The cry for freedom in Hong Kong and what it says about America

  • NY Times: Emboldened Hong Kong Protesters Call For Free Elections
      …Compared to those in the July 1 rally, tonight’s demonstrators seemed to include a higher proportion of students and other young people. But there were also signs that last week’s demonstration may have broadened the range of people willing to attend rallies here. Ho Chin, a 69-year-old retired electrician, said that he had never attended a political demonstration until last week, but came again tonight because, he said, “I want to have a vote.”

      Beijing has shown no interest in letting people here play a greater role in choosing their leaders, and top Hong Kong officials have been openly hostile at times. The political leader of this city’s powerful business community declared today that he thought the political system should continue to reserve a large role for business people because democratically elected candidates too often lacked technical expertise in legislative issues affecting companies…

    Ho Chin’s statement should be plastered on every billboard in America in the coming election year… “I want to have a vote.” Why is that so many of us do not vote when men and women like Ho Chin would give so much for that right?

    I also find the second paragraph of this excerpt brutal in its honesty. Frankly this is where America is quickly going. Maybe the system isn’t engineered as purposely to keep out those who aren’t friendly to corporate interests, but believe me the system is still very controlled, and if more Americans don’t start speaking up and acting on behalf of democracy, the day will come when we’ll be denied our vote to.
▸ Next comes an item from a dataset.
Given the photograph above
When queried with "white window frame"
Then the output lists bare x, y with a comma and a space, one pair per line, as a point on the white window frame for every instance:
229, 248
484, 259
    Hong Kong (and the rest of the People’s Republic of China) and Singapore are prime examples of how bad things can get… hypercapitalism and political oppression both together. It’s almost like the PROC in particular has chosen to ditch what was good about communism (the socialist ecnomic structure that sought to provide all with the chance of jobs, education, and health care) and instead have the worst of both worlds…. no political freedom plus the horrors of an economic system remincient of Dicken’s England.